Like Hernández, the vast majority are poor single rural-dwellers convicted on tenuous evidence. In many cases, the women were survivors of sexual violence and did not realise they were pregnant.

Violence against women is endemic in El Salvador, with one woman killed every 15 hours, according to figures collected by Ormusa, a gender crime observatory. In 2018, 60% of recorded sexual violence cases involved girls aged 12 to 17.

In recent years, public opinion on abortion has shifted. But despite growing support for allowing access to abortion in circumstances such as rape, incest or if the woman’s life is at risk, hopes of change were dashed in 2018 when a legislative bill to ease restrictions failed at the last hurdle.

“It was the best window of opportunity for reform,” said former legislator Johnny Wright, who sponsored the initiative. “We had the votes, we had international support, we had members of government openly making the case for reform … but as word spread, so did lobbying which got to those worried about re-election.”

Hernández’s trial will test Bukele’s commitment to tackling the ever increasing miscarriages of justice.

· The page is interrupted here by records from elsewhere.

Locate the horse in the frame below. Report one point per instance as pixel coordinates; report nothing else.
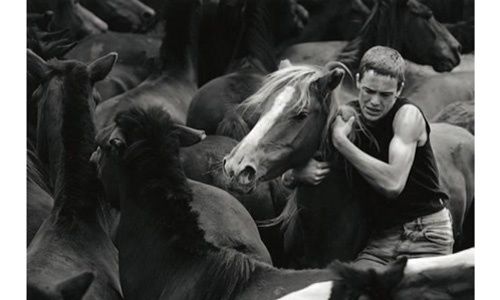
(253, 58)
(459, 114)
(441, 277)
(173, 86)
(69, 14)
(122, 15)
(176, 257)
(332, 20)
(137, 55)
(203, 162)
(39, 195)
(294, 114)
(396, 24)
(434, 93)
(72, 255)
(225, 26)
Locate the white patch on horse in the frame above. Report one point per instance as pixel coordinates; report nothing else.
(316, 291)
(268, 120)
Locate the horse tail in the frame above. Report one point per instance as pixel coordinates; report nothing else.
(233, 126)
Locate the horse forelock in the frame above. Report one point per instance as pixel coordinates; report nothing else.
(300, 77)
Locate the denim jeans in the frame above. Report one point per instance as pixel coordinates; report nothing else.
(430, 235)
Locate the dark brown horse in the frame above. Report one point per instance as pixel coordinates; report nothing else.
(136, 56)
(122, 15)
(292, 126)
(165, 236)
(39, 195)
(173, 86)
(71, 255)
(457, 113)
(407, 26)
(253, 58)
(166, 232)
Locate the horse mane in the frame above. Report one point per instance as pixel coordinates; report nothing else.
(351, 281)
(299, 76)
(78, 191)
(152, 160)
(233, 126)
(35, 171)
(382, 27)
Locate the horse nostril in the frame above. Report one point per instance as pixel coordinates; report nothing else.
(249, 173)
(147, 15)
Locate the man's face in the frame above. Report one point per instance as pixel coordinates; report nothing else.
(377, 94)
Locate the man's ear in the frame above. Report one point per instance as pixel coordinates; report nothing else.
(401, 86)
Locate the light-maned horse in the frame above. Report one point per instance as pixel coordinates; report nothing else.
(166, 232)
(72, 255)
(442, 277)
(122, 15)
(69, 14)
(253, 58)
(176, 257)
(203, 162)
(173, 86)
(327, 221)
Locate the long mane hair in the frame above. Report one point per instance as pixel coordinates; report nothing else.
(79, 188)
(151, 160)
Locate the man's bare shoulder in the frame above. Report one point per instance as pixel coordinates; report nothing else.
(409, 123)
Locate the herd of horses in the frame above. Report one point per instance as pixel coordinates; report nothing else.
(157, 133)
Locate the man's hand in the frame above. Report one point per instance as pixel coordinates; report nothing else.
(341, 130)
(311, 173)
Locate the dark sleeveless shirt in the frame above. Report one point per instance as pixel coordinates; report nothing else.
(421, 195)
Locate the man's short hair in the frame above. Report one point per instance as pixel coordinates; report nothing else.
(384, 61)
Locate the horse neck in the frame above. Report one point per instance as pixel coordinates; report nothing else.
(382, 27)
(254, 50)
(76, 187)
(178, 49)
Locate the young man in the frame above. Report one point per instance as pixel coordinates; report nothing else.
(395, 169)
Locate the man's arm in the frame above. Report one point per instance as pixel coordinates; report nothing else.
(312, 173)
(387, 178)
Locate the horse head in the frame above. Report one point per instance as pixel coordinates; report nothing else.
(123, 15)
(62, 81)
(295, 104)
(72, 288)
(112, 142)
(82, 22)
(425, 40)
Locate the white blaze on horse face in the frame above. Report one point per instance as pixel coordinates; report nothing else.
(268, 120)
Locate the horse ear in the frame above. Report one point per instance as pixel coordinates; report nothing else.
(284, 64)
(76, 287)
(189, 136)
(101, 67)
(332, 79)
(37, 66)
(117, 141)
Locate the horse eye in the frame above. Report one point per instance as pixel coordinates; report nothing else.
(301, 115)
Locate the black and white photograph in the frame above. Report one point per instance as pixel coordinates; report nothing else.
(250, 149)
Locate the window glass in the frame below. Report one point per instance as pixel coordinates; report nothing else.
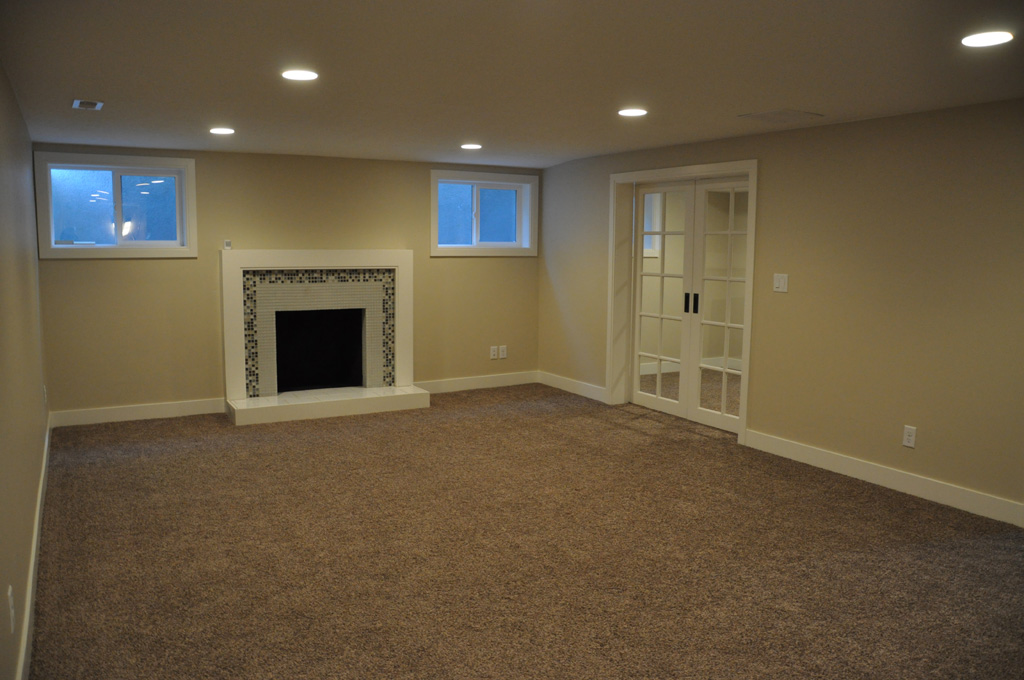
(83, 206)
(102, 206)
(482, 214)
(148, 208)
(498, 217)
(455, 214)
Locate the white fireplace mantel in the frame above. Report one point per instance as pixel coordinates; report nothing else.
(316, 404)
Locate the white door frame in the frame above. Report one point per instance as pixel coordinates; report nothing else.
(620, 319)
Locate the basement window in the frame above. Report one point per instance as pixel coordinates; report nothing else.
(91, 206)
(482, 214)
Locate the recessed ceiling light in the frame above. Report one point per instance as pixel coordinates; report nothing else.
(300, 74)
(87, 104)
(987, 39)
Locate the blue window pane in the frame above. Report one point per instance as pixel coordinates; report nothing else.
(148, 208)
(82, 206)
(455, 214)
(498, 217)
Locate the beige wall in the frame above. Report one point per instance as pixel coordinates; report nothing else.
(23, 412)
(128, 332)
(903, 239)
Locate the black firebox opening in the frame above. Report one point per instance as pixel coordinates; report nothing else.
(320, 348)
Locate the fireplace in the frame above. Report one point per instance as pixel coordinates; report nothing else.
(320, 348)
(311, 334)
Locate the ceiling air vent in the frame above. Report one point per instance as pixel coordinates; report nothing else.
(784, 117)
(87, 104)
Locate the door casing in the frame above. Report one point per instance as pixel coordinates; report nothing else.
(619, 378)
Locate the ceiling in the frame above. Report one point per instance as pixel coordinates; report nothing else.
(536, 82)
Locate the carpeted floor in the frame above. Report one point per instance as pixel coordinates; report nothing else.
(514, 533)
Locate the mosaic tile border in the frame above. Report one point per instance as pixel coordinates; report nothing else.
(253, 278)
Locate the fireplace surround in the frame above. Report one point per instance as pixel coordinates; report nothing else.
(257, 284)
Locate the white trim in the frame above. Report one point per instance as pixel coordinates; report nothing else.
(595, 392)
(136, 412)
(478, 382)
(29, 611)
(330, 402)
(907, 482)
(588, 390)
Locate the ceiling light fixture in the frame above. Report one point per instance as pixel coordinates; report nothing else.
(300, 74)
(987, 39)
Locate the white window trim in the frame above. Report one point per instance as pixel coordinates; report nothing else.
(186, 206)
(527, 211)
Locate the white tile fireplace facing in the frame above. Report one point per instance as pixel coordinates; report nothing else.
(259, 283)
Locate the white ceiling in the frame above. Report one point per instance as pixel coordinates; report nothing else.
(537, 82)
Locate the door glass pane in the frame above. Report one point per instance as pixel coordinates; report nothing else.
(716, 255)
(735, 353)
(739, 208)
(82, 204)
(671, 338)
(651, 263)
(455, 214)
(498, 218)
(711, 389)
(713, 345)
(718, 211)
(738, 259)
(732, 384)
(675, 211)
(674, 254)
(650, 295)
(737, 293)
(652, 212)
(673, 297)
(148, 208)
(649, 335)
(713, 301)
(648, 375)
(670, 380)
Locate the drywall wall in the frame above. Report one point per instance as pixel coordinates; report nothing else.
(129, 332)
(23, 411)
(903, 239)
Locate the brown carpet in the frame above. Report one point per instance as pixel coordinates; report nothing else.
(514, 533)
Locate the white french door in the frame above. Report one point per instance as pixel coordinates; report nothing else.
(690, 289)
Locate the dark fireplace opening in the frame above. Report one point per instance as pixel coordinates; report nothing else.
(320, 348)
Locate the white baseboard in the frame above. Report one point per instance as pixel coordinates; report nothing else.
(29, 611)
(522, 378)
(932, 490)
(136, 412)
(595, 392)
(478, 382)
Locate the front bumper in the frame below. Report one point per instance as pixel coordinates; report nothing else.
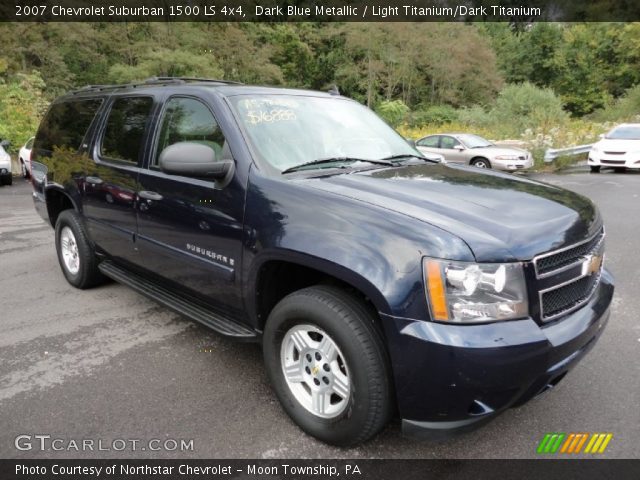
(453, 378)
(597, 159)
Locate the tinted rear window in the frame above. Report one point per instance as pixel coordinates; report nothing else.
(66, 124)
(123, 135)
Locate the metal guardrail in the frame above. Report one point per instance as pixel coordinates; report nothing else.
(551, 154)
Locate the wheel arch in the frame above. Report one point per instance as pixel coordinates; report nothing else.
(276, 276)
(58, 200)
(479, 157)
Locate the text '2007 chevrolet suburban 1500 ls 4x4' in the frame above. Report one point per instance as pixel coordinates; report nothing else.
(378, 281)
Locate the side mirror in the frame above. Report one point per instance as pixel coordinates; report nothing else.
(193, 160)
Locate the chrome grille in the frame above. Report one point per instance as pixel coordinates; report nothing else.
(568, 297)
(567, 278)
(550, 263)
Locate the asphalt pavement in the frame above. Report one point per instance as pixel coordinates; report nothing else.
(107, 364)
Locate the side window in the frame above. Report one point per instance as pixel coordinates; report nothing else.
(448, 142)
(189, 120)
(66, 124)
(122, 139)
(431, 142)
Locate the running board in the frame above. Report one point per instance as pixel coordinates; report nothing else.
(176, 302)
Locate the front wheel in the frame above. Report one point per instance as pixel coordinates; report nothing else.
(328, 365)
(481, 163)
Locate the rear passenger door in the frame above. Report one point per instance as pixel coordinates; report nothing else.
(190, 228)
(448, 149)
(111, 183)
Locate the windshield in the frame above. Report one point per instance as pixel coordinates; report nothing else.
(474, 141)
(626, 132)
(290, 130)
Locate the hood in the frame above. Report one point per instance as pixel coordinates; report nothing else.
(612, 145)
(500, 216)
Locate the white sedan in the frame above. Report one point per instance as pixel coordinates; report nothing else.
(474, 150)
(24, 157)
(5, 164)
(620, 148)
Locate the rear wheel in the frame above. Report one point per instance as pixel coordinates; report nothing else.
(481, 163)
(75, 252)
(328, 365)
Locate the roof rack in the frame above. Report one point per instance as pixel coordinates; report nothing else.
(152, 81)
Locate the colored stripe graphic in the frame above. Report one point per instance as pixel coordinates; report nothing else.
(572, 443)
(551, 442)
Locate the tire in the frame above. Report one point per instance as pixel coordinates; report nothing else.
(76, 254)
(351, 374)
(481, 163)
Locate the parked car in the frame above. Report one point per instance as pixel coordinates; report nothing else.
(6, 177)
(24, 157)
(376, 280)
(619, 148)
(474, 150)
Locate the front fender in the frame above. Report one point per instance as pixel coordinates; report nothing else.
(376, 250)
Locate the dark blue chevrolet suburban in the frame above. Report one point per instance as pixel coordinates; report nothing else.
(378, 281)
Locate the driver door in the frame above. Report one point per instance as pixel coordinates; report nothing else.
(190, 228)
(448, 148)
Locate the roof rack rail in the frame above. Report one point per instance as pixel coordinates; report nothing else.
(151, 81)
(190, 79)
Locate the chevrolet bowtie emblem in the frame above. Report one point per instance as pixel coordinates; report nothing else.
(591, 264)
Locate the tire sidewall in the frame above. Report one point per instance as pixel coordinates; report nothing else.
(481, 160)
(348, 424)
(69, 219)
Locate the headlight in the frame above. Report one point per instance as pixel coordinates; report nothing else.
(475, 292)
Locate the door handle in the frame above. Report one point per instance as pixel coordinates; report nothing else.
(147, 195)
(94, 180)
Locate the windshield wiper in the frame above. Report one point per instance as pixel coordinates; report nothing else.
(409, 155)
(322, 161)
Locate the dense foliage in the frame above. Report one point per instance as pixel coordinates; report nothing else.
(508, 80)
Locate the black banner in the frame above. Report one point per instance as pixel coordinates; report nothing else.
(320, 469)
(319, 10)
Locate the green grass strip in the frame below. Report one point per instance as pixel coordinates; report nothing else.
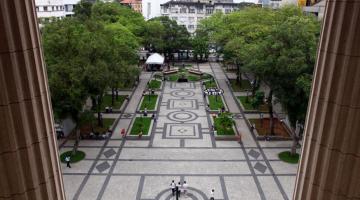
(149, 102)
(221, 130)
(215, 102)
(141, 124)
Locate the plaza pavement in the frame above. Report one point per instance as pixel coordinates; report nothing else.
(181, 147)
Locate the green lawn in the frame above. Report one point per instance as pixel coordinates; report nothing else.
(107, 123)
(215, 104)
(154, 84)
(191, 77)
(149, 102)
(117, 103)
(245, 85)
(221, 130)
(173, 77)
(141, 124)
(210, 84)
(248, 106)
(79, 155)
(287, 157)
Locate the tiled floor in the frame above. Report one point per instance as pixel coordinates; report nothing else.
(181, 147)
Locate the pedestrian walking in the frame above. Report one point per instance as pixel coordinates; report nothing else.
(185, 186)
(173, 187)
(212, 194)
(178, 192)
(67, 160)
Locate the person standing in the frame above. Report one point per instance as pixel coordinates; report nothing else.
(185, 186)
(173, 186)
(212, 194)
(178, 190)
(67, 160)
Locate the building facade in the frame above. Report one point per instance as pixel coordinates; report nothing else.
(136, 5)
(190, 12)
(48, 10)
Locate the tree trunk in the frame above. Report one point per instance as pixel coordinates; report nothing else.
(112, 96)
(294, 145)
(254, 87)
(271, 113)
(239, 78)
(100, 124)
(77, 141)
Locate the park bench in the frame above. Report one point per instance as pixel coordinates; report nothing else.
(197, 72)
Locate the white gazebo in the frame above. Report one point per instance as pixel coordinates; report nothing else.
(155, 62)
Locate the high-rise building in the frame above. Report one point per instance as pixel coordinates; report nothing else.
(189, 12)
(48, 10)
(134, 4)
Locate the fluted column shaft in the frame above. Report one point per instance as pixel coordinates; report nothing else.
(330, 164)
(29, 166)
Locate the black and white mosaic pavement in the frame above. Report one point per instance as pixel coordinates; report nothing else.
(181, 148)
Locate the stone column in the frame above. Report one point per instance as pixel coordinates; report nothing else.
(330, 163)
(29, 164)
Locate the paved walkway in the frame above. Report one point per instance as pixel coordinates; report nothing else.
(181, 148)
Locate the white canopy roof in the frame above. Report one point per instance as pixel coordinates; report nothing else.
(155, 59)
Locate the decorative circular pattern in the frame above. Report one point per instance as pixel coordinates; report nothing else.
(182, 116)
(192, 193)
(182, 93)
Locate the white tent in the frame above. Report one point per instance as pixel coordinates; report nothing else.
(155, 59)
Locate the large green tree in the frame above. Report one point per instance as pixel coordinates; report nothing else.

Wright, leader of new political party Nuestro Tiempo (Our Time) and one of the country’s few openly pro-choice politicians, believes the president, who is anti-choice, should use his popularity to swing the debate toward decriminalisation.

“Why does our political and justice system keep persecuting these women? Maybe the cruel punishment of certain women reflects the violent nature of our society … it’s a matter of injustice and inequality, and the president should show leadership and make a public statement about this matter.”

Women in San Salvador demonstrate in support of Evelyn Beatríz Hernández Cruz. Photograph: AFP Contributor/AFP/Getty Images

The chances of legal reform are, however, slim, given that rightwing anti-choice party Arena and its allies hold a majority in the legislature.

Campaigners nonetheless hope Bukele will create a committee to review the legality of all cases involving women jailed for abortion-related offences – as recommended by the UN human rights high commissioner in 2017.

In the past decade, 41 women have been freed as a result of dogged campaigning by domestic and international human rights groups, including six – Teodora del Carmen Vásquez, Mayra Figueroa, Elsy Rivera, Katherine Mazariego, Maria Lopez and Imelda Cortez – in 2018.

A further 16 women known to activists are serving up to 35 years in jail; at least five others, including Hernández, are being prosecuted.

At an earlier court appearance, Hernández, who pleaded not guilty for the second time, said: “I trust God that I will be fine. I know that good things are coming for me, I am innocent.”